No wonder his last name was Black. His heart certainly was.
“Is money tight, Miss Goldbloom?” He arched an eyebrow, his voice deadly.
“You know the answer.” I bared my teeth. A Manhattan apartment, no matter how small, cost a fortune.
“Perfect. Do me this solid, and I’ll reimburse you for your time and effort.” He turned from bad cop to good cop in a second.
“Blood money,” I said.
He shrugged, looking bored with my antics. “Blood? No. A few scratches, probably.”
“Are you offering to pay me for companionship?” I ignored the pulse flicking in my eyelid. “Because there’s a word for that. Prostitution.”
“I’m not paying you to sleep with me.”
“You don’t have to. I foolishly did that for free.”
“Didn’t hear any complaints at the time.
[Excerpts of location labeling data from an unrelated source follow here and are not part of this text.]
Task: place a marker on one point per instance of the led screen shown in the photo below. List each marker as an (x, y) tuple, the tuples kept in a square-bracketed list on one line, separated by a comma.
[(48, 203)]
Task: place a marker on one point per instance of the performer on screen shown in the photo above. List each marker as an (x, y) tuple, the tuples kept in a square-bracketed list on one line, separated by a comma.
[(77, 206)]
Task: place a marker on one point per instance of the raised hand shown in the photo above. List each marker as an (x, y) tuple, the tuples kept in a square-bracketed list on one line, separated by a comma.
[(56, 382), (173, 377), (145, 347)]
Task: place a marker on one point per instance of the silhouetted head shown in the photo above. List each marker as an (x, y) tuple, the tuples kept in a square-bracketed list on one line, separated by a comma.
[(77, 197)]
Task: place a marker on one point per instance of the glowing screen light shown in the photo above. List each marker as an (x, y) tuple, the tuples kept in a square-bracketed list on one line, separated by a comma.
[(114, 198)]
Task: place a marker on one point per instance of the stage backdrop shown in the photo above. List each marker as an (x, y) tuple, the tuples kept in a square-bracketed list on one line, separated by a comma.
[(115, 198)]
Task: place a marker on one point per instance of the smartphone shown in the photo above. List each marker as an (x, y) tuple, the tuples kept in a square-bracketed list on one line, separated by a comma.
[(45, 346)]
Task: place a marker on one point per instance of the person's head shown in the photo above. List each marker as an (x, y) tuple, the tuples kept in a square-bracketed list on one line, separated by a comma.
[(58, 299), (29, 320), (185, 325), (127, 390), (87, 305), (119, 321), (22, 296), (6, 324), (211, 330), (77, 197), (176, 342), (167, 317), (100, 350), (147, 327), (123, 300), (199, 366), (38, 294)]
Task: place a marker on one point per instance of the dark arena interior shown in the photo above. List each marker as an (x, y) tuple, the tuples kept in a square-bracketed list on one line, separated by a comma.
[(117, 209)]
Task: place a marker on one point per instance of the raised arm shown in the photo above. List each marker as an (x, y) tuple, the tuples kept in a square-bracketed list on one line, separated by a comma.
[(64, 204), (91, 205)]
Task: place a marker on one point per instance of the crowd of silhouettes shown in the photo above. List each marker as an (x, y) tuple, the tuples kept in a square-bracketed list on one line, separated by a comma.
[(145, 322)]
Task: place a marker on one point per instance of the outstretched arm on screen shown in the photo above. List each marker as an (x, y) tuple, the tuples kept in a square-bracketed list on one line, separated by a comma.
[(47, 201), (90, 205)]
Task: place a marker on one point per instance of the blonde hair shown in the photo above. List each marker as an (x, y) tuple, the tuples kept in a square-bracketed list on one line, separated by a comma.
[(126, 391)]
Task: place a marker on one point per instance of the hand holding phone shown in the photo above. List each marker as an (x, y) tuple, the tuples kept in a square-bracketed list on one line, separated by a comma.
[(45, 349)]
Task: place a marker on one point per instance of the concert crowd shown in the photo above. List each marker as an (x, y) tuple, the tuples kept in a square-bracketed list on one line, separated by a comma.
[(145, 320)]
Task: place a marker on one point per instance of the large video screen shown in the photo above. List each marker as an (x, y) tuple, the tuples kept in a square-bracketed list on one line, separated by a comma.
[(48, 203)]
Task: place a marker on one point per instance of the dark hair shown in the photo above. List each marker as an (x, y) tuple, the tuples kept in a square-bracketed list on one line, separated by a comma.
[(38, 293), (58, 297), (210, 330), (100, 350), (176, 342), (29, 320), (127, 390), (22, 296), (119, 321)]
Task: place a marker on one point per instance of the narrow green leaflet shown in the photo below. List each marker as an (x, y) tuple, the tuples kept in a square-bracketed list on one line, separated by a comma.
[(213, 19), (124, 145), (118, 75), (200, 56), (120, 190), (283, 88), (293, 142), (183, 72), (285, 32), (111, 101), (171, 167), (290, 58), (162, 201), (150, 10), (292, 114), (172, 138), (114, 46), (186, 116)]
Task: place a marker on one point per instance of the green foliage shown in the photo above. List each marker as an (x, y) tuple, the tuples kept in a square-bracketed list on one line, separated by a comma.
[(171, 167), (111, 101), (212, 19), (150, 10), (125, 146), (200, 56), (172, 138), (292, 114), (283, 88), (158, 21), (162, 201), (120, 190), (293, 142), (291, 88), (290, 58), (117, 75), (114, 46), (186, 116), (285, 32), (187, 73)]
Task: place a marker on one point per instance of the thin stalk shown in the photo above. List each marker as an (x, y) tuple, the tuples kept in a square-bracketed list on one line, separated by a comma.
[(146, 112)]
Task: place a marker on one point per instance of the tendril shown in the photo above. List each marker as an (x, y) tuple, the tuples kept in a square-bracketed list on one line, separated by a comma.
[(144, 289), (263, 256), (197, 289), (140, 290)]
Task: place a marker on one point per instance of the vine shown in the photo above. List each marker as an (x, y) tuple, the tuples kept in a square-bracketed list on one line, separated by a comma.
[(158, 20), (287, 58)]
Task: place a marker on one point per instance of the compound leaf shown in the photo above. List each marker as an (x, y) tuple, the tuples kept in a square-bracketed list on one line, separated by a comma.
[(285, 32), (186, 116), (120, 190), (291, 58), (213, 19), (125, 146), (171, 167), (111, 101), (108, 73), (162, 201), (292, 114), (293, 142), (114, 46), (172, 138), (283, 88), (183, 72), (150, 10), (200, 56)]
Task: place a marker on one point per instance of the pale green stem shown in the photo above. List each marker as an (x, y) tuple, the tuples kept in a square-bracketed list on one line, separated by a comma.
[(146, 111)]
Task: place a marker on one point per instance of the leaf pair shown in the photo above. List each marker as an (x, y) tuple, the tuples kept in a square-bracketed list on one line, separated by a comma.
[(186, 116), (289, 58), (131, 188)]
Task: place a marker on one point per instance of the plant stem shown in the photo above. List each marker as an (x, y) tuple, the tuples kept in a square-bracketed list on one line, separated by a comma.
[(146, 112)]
Look, Mad—”
“Chase.” I mimicked his warning tone, hating that he used his nickname for me—not Maddie, not Mads, just Mad—and that it still made the pit of my belly swarm with butterflies.
“We both know you’ll do it,” he explained, with the thinly veiled exasperation of an adult explaining to a toddler why they should take their medicine. “Spare us this little tango. It’s late, I have a board meeting tomorrow, and I’m sure you’re dying to tell your friends all about your little date with Scooby-Dull.”
“We do?” I parroted, my eyes dangerously close to setting him on fire purely through the power of revulsion. I didn’t even touch his last dig. That was just Chase being Chase, beating his own Guinness World Record at being an asshole.
“Yes. Because you’re Martyr Maddie, and it’s the right thing to do. You’re selfless, considerate, and compassionate.” He listed those traits matter-of-factly, like they didn’t chart positively in his book. His eyes drifted from my face to the wall behind me, on which I’d pinned dozens of squares of delicate fabrics. Chiffon and silk and organza. Materials in white and crème from all over the world, along with penciled sketches of wedding gowns. I shook my head, knowing what he was thinking.
“Reel it in, Cowboy Crabs-anova. I’d never marry you.”
“That’s good news all around.”
“Is it? Because I think you just asked me to be your fiancée.”
“Fake fiancée. It is not your hand in marriage I am asking for.”
“What are you asking for?”
“The courtesy of not breaking my father’s heart.”
“Chase . . .”
“Because not coming? Mad, it will shatter him.” He dragged a shaky hand through his tresses.
“This’ll snowball.” I shook my head. My fingers were dancing, they quivered so badly.
“Not under my watch.” He held my gaze, not a muscle twitching on his face. “I don’t want you back, Madison,” he said, and for some reason, the words cut me open and bled me dry. I’d always suspected Chase had never truly wanted me, even when we were together. I was like a stress ball. Something he played with absentmindedly while his thoughts drifted elsewhere. I remembered feeling acutely unseen whenever he looked at me. The way he huffed when he took in my quirky dresses. The side-eyes he awarded me with, which made me feel just a tad less attractive than a circus monkey. “I don’t want my father leaving this world when it’s in chaos. Mom. Katie. Me. It’s too much. You can relate, can you not?”